Victoria’s decision to take action will help environment, Washington

The Columbian
Published: November 18, 2016, 6:03am

Although it was lost in the din of a presidential election, there was some good environmental news recently for the people of Washington. Officials in Victoria, British Columbia, finally have devised a plan to stop spewing untreated sewage into the Strait of Juan de Fuca.

While it might seem difficult to believe coming from a nation that typically is environmentally conscious and from a region with a strong environmental ethos, Victoria and surrounding cities have always sent their wastewater into the waters between the northwest corner of the United States and the southwest corner of Canada. That amounts to a metropolitan area of nearly 350,000 people dumping more than 30 million gallons of raw sewage daily into the water.

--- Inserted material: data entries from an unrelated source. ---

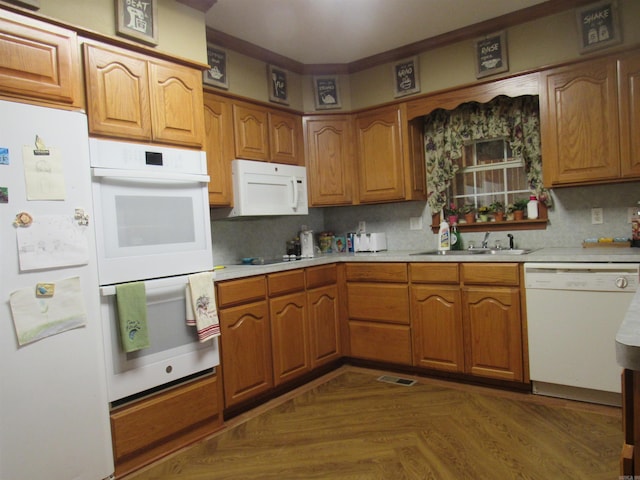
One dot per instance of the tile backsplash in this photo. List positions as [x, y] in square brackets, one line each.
[569, 224]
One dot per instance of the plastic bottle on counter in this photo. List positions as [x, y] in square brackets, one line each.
[456, 239]
[444, 236]
[532, 208]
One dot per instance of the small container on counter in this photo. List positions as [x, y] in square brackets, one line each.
[350, 239]
[325, 241]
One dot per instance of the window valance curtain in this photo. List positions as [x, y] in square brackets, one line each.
[515, 119]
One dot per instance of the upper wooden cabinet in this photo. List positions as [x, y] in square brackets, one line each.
[629, 93]
[329, 147]
[386, 165]
[267, 135]
[218, 143]
[588, 113]
[39, 61]
[579, 123]
[286, 138]
[137, 97]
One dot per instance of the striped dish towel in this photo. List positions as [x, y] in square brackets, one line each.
[200, 296]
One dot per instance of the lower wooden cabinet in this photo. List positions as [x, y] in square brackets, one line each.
[245, 337]
[290, 336]
[437, 327]
[380, 342]
[466, 318]
[324, 324]
[492, 320]
[378, 312]
[493, 332]
[246, 351]
[150, 428]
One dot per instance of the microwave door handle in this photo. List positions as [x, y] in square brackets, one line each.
[149, 175]
[294, 185]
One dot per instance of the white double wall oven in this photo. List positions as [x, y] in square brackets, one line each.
[153, 226]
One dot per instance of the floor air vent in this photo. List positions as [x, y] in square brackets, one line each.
[396, 380]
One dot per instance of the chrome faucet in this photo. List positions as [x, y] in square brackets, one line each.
[485, 240]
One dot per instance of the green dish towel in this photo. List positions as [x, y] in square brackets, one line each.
[132, 312]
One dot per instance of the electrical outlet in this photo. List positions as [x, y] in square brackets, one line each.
[597, 216]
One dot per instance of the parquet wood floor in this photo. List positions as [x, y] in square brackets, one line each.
[349, 426]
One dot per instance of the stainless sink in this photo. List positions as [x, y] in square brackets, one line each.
[474, 251]
[512, 251]
[477, 251]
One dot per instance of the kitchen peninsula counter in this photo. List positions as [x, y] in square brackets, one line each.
[569, 254]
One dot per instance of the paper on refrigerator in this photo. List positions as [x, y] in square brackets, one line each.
[38, 317]
[52, 241]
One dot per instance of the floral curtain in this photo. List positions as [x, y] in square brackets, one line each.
[445, 133]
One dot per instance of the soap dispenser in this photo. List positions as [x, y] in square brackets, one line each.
[444, 236]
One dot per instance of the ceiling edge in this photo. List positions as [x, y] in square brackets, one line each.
[547, 8]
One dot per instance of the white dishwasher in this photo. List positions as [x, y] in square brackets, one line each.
[573, 313]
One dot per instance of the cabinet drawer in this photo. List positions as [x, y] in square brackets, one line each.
[165, 422]
[285, 282]
[434, 273]
[377, 272]
[245, 290]
[375, 341]
[378, 302]
[490, 273]
[322, 275]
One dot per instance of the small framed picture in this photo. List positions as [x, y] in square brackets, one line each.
[278, 88]
[491, 54]
[217, 73]
[138, 20]
[598, 25]
[406, 77]
[327, 92]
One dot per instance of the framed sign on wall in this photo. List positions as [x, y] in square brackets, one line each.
[491, 54]
[326, 90]
[406, 77]
[598, 26]
[138, 19]
[217, 73]
[278, 88]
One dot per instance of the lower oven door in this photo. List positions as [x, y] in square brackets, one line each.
[175, 351]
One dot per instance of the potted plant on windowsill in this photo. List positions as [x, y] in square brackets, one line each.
[451, 213]
[497, 208]
[483, 213]
[468, 210]
[518, 208]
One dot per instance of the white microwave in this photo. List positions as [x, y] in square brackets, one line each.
[262, 188]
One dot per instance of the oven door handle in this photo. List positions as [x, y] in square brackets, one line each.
[154, 284]
[149, 175]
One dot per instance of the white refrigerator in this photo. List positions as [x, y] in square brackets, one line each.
[54, 412]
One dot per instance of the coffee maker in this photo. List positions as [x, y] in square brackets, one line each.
[306, 243]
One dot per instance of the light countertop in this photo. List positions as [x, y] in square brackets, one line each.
[577, 254]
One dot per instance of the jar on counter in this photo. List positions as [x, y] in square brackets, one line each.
[325, 241]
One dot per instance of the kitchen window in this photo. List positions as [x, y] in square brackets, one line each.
[488, 172]
[484, 152]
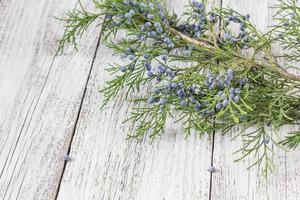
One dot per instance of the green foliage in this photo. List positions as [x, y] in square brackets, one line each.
[197, 67]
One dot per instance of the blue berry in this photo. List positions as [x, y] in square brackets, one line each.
[167, 40]
[158, 78]
[219, 106]
[150, 74]
[167, 86]
[225, 103]
[237, 90]
[156, 90]
[162, 101]
[198, 107]
[157, 24]
[180, 85]
[151, 5]
[151, 100]
[148, 66]
[173, 85]
[159, 30]
[181, 93]
[146, 56]
[192, 99]
[161, 69]
[152, 34]
[236, 99]
[171, 45]
[212, 169]
[267, 140]
[150, 16]
[122, 68]
[183, 103]
[148, 24]
[231, 90]
[164, 57]
[131, 57]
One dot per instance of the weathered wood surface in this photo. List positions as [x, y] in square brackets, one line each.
[40, 96]
[49, 105]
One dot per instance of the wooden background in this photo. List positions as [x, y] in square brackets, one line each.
[49, 107]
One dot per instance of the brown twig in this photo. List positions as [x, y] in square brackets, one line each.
[274, 65]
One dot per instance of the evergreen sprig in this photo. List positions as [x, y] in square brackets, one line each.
[201, 67]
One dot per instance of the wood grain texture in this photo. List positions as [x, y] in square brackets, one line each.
[40, 96]
[106, 166]
[233, 181]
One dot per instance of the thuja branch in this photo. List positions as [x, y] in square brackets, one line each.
[214, 76]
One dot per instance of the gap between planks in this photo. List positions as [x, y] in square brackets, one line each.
[79, 110]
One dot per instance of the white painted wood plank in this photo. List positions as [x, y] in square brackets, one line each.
[39, 95]
[233, 181]
[106, 166]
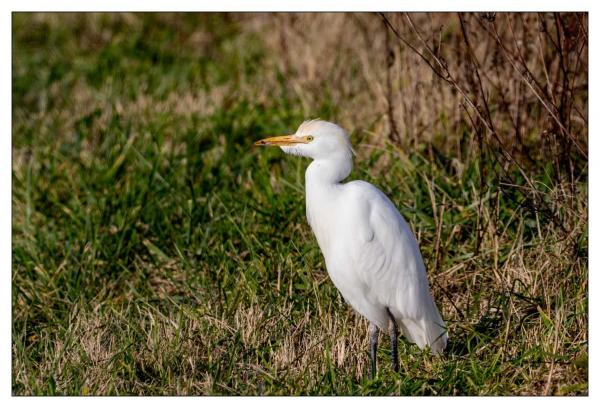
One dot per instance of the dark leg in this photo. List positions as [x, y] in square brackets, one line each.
[394, 338]
[373, 336]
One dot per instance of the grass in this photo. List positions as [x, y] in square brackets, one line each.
[157, 252]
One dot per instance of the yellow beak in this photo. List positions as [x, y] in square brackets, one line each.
[281, 141]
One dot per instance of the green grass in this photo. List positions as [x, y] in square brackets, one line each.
[156, 251]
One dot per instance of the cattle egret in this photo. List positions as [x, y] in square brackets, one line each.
[370, 252]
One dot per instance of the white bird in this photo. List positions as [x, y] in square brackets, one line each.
[370, 252]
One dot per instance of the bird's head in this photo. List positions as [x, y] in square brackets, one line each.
[316, 139]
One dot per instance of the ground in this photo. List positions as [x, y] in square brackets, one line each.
[156, 251]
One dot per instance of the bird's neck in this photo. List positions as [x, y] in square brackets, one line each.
[325, 173]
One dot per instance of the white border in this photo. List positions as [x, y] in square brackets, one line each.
[295, 5]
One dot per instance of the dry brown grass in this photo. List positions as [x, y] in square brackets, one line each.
[211, 295]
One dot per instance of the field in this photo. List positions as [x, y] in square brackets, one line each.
[156, 251]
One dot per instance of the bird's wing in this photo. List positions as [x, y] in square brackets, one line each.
[385, 255]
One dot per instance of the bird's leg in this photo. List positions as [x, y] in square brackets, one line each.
[394, 338]
[373, 337]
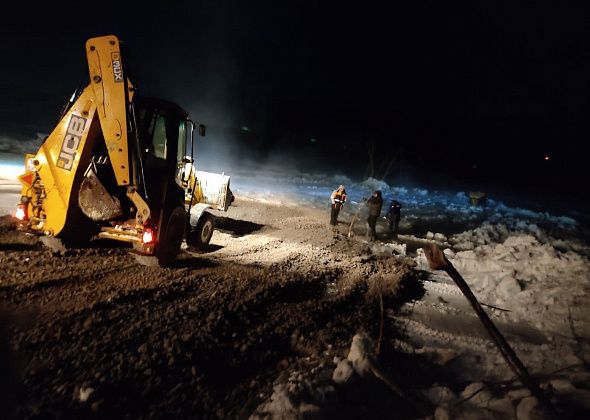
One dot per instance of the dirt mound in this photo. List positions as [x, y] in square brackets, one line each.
[279, 289]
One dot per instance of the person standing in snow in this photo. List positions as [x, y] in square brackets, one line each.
[394, 216]
[338, 199]
[375, 202]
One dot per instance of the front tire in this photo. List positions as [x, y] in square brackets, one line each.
[200, 236]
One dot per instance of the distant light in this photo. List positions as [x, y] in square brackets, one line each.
[148, 236]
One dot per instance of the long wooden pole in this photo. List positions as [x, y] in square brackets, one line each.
[438, 261]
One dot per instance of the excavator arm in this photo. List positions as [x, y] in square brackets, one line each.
[53, 175]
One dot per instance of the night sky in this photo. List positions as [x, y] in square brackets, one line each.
[472, 93]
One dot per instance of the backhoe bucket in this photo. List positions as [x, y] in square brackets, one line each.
[95, 201]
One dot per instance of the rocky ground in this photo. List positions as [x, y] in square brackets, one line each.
[94, 334]
[282, 317]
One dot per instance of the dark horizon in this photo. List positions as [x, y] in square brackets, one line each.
[471, 93]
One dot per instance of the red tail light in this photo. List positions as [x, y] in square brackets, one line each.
[21, 212]
[148, 236]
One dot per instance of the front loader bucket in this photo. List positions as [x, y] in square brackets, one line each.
[95, 201]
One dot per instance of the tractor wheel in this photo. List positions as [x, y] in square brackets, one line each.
[200, 235]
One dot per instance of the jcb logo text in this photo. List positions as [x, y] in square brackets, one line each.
[117, 67]
[71, 142]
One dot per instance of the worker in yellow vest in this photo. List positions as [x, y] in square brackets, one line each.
[338, 198]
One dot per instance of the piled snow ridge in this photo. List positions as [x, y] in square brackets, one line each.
[539, 278]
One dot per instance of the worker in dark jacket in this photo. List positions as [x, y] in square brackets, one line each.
[394, 216]
[374, 203]
[338, 198]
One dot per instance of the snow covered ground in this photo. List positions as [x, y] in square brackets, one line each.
[530, 268]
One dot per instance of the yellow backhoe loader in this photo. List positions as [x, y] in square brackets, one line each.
[117, 166]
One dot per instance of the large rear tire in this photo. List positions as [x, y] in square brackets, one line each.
[200, 236]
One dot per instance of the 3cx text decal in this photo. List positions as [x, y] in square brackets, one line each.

Not that this went unnoticed. Proposals for building a wastewater treatment plant have been on the board for decades. The provincial government ordered treatment about a decade ago, and the Canadian federal government four years ago adopted regulations requiring treatment by 2020, but progress has been slow.

In the kind of head-in-the-sand declaration that calls to mind similar environmental debates in this country, naysayers have insisted that the waste is diluted and carried off by the water, and that treatment is not necessary. This despite a report 10 years ago that found sewage was contaminating the seabed near the two pipes that dump the wastewater. The Canadian Broadcasting Corporation recently carried a story in which it quoted a commercial diver as saying areas near the discharge pipes are full of sick kelp, polluted scallops, and layers of thick sediment.

The relevance for Washington residents is that what happens in Canada does not stay in Canada, and the same is true about other environmental concerns. Ocean waters are not stationary, eventually circulating among other nations. Victoria is only 25 miles from Port Angeles, separated by waters that are shared by Canada and the United States, and emptying your toilet onto your neighbor’s doorstep is not very neighborly. David MacNaughton, Canada’s ambassador to the United States, recently told the Editorial Board of the Seattle Times: “It’s indefensible; there’s no excuse for it. It’ll get fixed sooner rather than later.”

Sooner would be better, but for now, Washington residents can take comfort in the fact the issue is being addressed by our neighbors to the north. The Seattle Times reported that funding from Canada’s federal government will cover about one-third of the $765 million treatment plan, which includes a waterfront plant and a separate bio-solids treatment facility. Local and regional governments, along with Victoria-area households, will pick up the remainder of the cost.

The issue has festered for decades, and the apparent solution comes after much cajoling from Washington officials. As early as 1993, state leaders called for a tourism boycott of Victoria in an attempt to force the issue; since then, Gov. Jay Inslee and various congressional representatives also have tried to force the hand of the British Columbia provincial government. But until now, Canadian officials have opted to engage in actions more suited to Third World countries.

Given the fact that environmental degradation and health concerns are shared by both British Columbia and Washington, the decision to finally treat wastewater in Victoria is a most welcome advancement.